To put it in a more digestible manner: if you eat a ¼ pound lab-grown burger, the environmental savings – according to Pat O. Brown, CEO and founder of Impossible Foods – are huge.

When compared to a slaughter-derived burger, you’ll save the greenhouse gas emissions equivalent to driving a car 18 miles (29Km), water equivalent to what a human would drink in a couple of months, and 75 square feet (7 square metres) less land needed to produce that one burger.

The international appetite for red meat is enormous. So much so that Professor Tim Benton, of the University of Leeds, says that many people would make a bigger reduction in their carbon footprint by significantly cutting down their beef consumption than giving up their car.

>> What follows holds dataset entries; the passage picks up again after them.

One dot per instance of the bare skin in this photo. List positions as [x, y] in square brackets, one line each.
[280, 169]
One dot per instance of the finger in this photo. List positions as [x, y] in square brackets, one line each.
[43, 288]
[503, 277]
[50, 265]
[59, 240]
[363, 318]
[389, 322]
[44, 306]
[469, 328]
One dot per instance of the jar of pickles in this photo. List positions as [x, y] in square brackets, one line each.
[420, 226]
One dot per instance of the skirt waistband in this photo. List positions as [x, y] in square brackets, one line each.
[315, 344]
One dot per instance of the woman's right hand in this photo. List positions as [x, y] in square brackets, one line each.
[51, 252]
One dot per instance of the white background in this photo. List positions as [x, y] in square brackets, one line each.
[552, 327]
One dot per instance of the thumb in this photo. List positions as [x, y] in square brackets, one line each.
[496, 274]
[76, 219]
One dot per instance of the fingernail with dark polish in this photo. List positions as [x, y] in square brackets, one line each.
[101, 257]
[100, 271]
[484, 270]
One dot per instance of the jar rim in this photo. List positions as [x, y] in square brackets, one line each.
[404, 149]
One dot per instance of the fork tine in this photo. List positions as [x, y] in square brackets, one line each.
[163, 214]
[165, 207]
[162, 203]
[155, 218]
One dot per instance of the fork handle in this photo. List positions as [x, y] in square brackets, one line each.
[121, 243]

(He doesn’t mention what these car-owners should order from the drive-through instead.)


The Vegan Quandary.

If the meat was never alive and never mooed, clucked or bahhed… is it really an animal product? Might the most stringent vegan guzzle a pious pork chop?

Inevitably, the online vegan community, never missing the opportunity to take a complex moral argument and make it a lot more tedious, shouty and downright unusual, has OPINIONS. Should you desire to take a peek into this world, you'll find these vegan opinions on Youtube, clustered together and pecking at each other like caged hens.

The reaction is, of course, hyperbolic. Some cautiously welcome artificially-grown meat and others – in the case of The Vegan Bros – are a little more effusive: “Fuck yes, eat that shit!”

And it’s really rather a winningly simple argument - as the Bros put it: “Millions of animals lives will be saved!”

Nitpickers might ask whether growing meat counts as ‘saving’ animals who would never be born specifically to be slaughtered – but c’mon, this point is essentially moot. Who doesn’t want to eat meat that bypasses the act of an animal being chopped to bits?


The other other white meat

As always, in a world where tech evolution is leaping in exponential steps, the logical conclusion is both terrifying and terrifyingly close. So, come on, you’ll have thought about it by now: what about the forbidden meats? We could… just rustle them up too now, right?

Ever wanted to have an White Rhino steakwich? How about Panda Dippers (great with smoky BBQ sauce)? Maybe the tastiest meat you’ve never had is Elephant? Or Tiger! Or Koala! Hey, what about Human Bacon? I bet Human babies are tender? Turns out cannibalism isn't so much of a problem any more. Right?

Wait - what about invented meats? What would the hybrid meat with all the succulence of lamb, the texture of beef and flavour of pork be like? What about meat with the texture of salmon and the flavour of veal?

What about a meat that is based on nothing that actually exists - a brand new “animal” meat? How about a T-Rex sausage?

Yes, the near future is going to be weird. But really, really delicious.